Select a funeral home or cremation provider to handle your remains. You can read reviews online and visit potential venues to help you find the best options.

You may also want to select a venue for your service. That could be the funeral home, a place of worship, a park, a family home, a favorite public beach, or any location that seems fitting.

Add Personal Touches

You want your funeral to reflect you and the life you lived. Choose an officiant, music, pallbearers, speakers, or readings that are meaningful to you.

This is your opportunity to get creative. If you love barbershop quartets, request one perform at your memorial service. If you have a favorite poem, that can be part of the funeral. You can pre-select your epitaph (the inscription on a headstone or marker).

Discuss these choices with your chosen funeral home or family so everyone is clear on the details. You can also include them in your will.

Look into Costs and Prepaying

Once you know the details, you can calculate the costs of the service you’ve designed. You can prepay for some items, including the disposition of final remains and a grave site or location for your cremains.

Consider establishing a POD account with funds to cover the arrangements for other items. Some people purchase funeral insurance to cover the amount of their final expenses.

Thinking about your funeral can feel uncomfortable or morbid. However, considering how you want to be honored in death and what you prefer for your final disposition is a beautiful way to care for your loved ones after your death.

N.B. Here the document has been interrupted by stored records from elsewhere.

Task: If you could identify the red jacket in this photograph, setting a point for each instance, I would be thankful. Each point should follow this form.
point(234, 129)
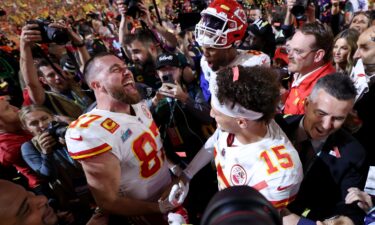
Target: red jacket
point(10, 155)
point(294, 103)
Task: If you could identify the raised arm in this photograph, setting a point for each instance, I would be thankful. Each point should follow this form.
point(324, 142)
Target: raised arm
point(29, 35)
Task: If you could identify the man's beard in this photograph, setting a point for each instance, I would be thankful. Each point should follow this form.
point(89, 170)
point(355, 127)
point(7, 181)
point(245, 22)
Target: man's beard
point(122, 96)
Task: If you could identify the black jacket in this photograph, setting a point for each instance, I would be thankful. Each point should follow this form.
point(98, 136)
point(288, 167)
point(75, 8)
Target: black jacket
point(325, 184)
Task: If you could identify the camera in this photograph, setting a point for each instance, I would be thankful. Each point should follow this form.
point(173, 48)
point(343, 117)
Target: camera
point(299, 9)
point(50, 34)
point(133, 9)
point(57, 129)
point(168, 78)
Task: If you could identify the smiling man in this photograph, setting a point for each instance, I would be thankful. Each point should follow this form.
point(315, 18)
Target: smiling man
point(119, 144)
point(221, 28)
point(332, 159)
point(309, 54)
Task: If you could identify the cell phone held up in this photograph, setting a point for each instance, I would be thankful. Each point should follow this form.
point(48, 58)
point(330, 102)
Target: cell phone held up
point(168, 78)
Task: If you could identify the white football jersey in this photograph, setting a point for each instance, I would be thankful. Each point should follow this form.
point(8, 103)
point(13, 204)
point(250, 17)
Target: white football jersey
point(243, 58)
point(271, 165)
point(134, 140)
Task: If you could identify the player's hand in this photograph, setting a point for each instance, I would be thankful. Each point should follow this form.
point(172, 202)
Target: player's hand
point(46, 142)
point(290, 4)
point(122, 7)
point(178, 193)
point(30, 34)
point(178, 217)
point(364, 199)
point(165, 206)
point(335, 2)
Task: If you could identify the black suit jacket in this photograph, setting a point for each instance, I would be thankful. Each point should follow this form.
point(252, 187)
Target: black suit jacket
point(325, 184)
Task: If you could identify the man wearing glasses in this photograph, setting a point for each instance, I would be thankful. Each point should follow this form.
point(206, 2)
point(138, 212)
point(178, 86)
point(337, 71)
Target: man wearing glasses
point(309, 54)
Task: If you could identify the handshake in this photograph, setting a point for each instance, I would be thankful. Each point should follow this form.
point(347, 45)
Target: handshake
point(176, 195)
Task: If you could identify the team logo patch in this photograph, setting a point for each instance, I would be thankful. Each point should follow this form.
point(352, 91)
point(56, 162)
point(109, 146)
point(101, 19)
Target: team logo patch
point(146, 111)
point(110, 125)
point(238, 175)
point(125, 135)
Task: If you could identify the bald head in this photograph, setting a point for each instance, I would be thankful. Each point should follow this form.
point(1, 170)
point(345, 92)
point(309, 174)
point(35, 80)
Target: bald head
point(18, 206)
point(366, 49)
point(91, 67)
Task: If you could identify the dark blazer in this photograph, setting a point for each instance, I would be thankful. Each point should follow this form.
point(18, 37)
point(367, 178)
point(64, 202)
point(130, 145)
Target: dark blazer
point(325, 184)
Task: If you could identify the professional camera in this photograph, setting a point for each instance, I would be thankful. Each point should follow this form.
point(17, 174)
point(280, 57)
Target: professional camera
point(299, 9)
point(57, 129)
point(50, 34)
point(133, 9)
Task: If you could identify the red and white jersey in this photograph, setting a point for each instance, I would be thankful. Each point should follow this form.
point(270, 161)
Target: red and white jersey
point(134, 140)
point(243, 58)
point(271, 165)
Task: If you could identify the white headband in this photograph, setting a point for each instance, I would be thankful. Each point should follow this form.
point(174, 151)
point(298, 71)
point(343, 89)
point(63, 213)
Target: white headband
point(235, 112)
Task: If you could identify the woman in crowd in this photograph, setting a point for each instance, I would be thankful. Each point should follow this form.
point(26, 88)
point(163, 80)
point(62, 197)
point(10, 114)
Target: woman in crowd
point(345, 45)
point(47, 155)
point(360, 21)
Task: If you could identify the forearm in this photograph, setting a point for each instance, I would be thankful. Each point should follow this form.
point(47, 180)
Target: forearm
point(288, 18)
point(129, 207)
point(30, 75)
point(123, 30)
point(203, 157)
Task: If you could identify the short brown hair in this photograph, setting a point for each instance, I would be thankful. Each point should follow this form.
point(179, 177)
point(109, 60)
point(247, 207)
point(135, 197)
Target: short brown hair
point(256, 89)
point(323, 38)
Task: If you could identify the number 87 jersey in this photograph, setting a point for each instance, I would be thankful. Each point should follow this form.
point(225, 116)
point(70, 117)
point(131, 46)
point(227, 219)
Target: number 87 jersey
point(134, 140)
point(270, 165)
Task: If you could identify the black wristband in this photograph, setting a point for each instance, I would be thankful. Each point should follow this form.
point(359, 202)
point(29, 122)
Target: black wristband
point(78, 45)
point(304, 221)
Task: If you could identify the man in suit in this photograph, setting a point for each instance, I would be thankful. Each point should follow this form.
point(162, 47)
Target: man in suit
point(332, 159)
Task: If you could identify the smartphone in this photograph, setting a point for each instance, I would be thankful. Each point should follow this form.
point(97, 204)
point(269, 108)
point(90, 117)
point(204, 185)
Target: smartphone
point(168, 78)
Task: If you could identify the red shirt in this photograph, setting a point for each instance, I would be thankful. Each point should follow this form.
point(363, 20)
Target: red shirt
point(295, 101)
point(10, 155)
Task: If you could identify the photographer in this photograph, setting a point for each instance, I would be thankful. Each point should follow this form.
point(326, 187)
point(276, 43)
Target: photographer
point(145, 42)
point(65, 97)
point(179, 108)
point(47, 155)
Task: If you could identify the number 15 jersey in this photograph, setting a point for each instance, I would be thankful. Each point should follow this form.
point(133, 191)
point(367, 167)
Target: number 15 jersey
point(134, 140)
point(270, 165)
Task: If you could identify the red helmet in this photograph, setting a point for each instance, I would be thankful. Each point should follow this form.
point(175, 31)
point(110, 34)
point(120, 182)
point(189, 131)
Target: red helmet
point(222, 23)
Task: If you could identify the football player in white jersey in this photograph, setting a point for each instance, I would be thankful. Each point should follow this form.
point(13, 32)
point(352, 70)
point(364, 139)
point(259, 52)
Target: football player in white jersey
point(118, 143)
point(220, 30)
point(248, 147)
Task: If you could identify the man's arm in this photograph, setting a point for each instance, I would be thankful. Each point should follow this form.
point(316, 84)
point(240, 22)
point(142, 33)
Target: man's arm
point(35, 89)
point(103, 176)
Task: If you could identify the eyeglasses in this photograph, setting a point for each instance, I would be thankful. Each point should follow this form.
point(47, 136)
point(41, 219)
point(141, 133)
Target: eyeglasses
point(299, 52)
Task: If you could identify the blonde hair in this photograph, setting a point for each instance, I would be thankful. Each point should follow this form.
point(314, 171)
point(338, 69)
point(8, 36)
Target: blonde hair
point(351, 37)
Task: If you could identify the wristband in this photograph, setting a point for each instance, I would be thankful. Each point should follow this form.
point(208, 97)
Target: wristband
point(78, 45)
point(304, 221)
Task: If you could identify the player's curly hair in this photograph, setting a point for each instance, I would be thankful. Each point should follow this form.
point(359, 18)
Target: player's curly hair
point(256, 89)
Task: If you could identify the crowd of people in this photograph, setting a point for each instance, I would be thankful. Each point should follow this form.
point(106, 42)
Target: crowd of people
point(137, 114)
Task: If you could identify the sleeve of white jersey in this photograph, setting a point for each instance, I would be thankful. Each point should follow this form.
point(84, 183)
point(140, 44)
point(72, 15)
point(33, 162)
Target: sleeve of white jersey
point(83, 143)
point(204, 156)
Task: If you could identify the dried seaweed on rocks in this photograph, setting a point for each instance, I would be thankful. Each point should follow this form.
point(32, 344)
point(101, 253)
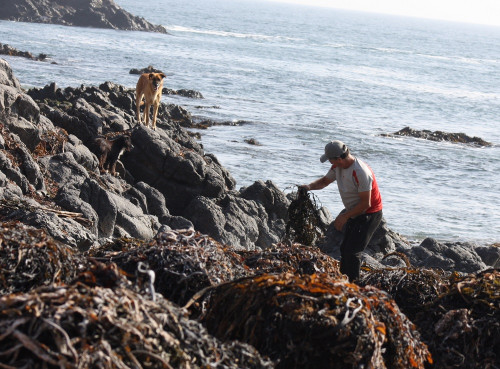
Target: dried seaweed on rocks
point(462, 325)
point(410, 288)
point(292, 258)
point(183, 262)
point(303, 220)
point(51, 143)
point(84, 326)
point(314, 321)
point(30, 258)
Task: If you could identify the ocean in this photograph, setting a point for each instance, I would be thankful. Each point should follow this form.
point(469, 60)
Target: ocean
point(293, 78)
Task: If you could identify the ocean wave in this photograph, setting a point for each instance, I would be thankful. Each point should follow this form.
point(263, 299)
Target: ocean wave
point(255, 36)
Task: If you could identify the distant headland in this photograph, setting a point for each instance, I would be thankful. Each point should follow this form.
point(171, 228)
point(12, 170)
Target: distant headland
point(82, 13)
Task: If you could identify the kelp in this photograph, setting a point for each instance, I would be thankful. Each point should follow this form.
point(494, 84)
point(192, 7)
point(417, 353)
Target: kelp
point(410, 288)
point(86, 326)
point(462, 325)
point(291, 258)
point(30, 258)
point(313, 321)
point(182, 262)
point(303, 224)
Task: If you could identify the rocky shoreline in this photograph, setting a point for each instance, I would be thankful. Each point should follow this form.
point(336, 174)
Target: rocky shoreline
point(82, 13)
point(177, 210)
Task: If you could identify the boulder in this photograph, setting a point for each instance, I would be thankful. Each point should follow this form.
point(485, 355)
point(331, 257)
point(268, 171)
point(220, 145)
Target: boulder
point(233, 221)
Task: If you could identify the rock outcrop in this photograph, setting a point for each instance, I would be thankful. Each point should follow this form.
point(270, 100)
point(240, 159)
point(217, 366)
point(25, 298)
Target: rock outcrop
point(49, 178)
point(439, 136)
point(82, 13)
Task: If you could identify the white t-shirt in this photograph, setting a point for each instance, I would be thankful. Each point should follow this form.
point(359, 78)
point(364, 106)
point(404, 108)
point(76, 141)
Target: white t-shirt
point(357, 178)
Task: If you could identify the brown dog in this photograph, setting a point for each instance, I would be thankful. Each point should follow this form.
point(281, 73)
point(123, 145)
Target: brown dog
point(109, 151)
point(149, 86)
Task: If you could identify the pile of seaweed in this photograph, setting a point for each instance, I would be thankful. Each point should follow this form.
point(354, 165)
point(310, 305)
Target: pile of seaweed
point(183, 300)
point(458, 316)
point(30, 258)
point(314, 322)
point(184, 262)
point(86, 325)
point(462, 325)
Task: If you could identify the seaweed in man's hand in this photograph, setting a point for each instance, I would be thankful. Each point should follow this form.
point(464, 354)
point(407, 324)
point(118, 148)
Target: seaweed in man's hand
point(303, 219)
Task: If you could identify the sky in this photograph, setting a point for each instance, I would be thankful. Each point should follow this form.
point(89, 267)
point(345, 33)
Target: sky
point(468, 11)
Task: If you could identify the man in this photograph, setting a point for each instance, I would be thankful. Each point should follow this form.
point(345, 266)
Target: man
point(362, 201)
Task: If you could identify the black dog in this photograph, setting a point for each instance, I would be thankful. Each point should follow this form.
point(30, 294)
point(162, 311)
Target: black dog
point(109, 151)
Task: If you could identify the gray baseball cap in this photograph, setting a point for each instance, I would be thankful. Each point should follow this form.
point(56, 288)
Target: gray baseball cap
point(333, 150)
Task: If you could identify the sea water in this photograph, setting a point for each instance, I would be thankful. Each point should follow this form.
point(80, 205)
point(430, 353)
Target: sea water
point(295, 77)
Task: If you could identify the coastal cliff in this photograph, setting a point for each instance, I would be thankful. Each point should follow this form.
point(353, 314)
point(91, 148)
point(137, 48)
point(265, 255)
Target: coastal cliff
point(82, 13)
point(173, 230)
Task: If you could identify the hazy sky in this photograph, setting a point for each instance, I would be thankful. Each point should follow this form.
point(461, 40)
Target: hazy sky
point(470, 11)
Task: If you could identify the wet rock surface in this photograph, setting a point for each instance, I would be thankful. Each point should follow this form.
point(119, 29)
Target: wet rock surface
point(172, 229)
point(439, 136)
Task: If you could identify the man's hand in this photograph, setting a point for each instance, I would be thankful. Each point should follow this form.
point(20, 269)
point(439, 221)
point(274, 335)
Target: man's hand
point(340, 221)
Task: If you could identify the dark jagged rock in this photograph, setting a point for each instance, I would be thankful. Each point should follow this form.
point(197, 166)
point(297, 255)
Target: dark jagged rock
point(183, 92)
point(83, 13)
point(166, 181)
point(439, 136)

Pre-planning your funeral is a compassionate, thoughtful gesture. It removes a tremendous burden from your family, keeping them from struggling to decide what you would have wanted, ruining relationships over disagreements about your arrangements, and overspending on unnecessary or unwanted luxuries in your honor. When you pay ahead of time for your plans, you can ensure that giving you the send-off you deserve doesn’t become a burden for those you left behind. It’s well worth spending a bit of your time now on pre-planning your funeral. It will give your family the gift of peace, certainty, and financial security.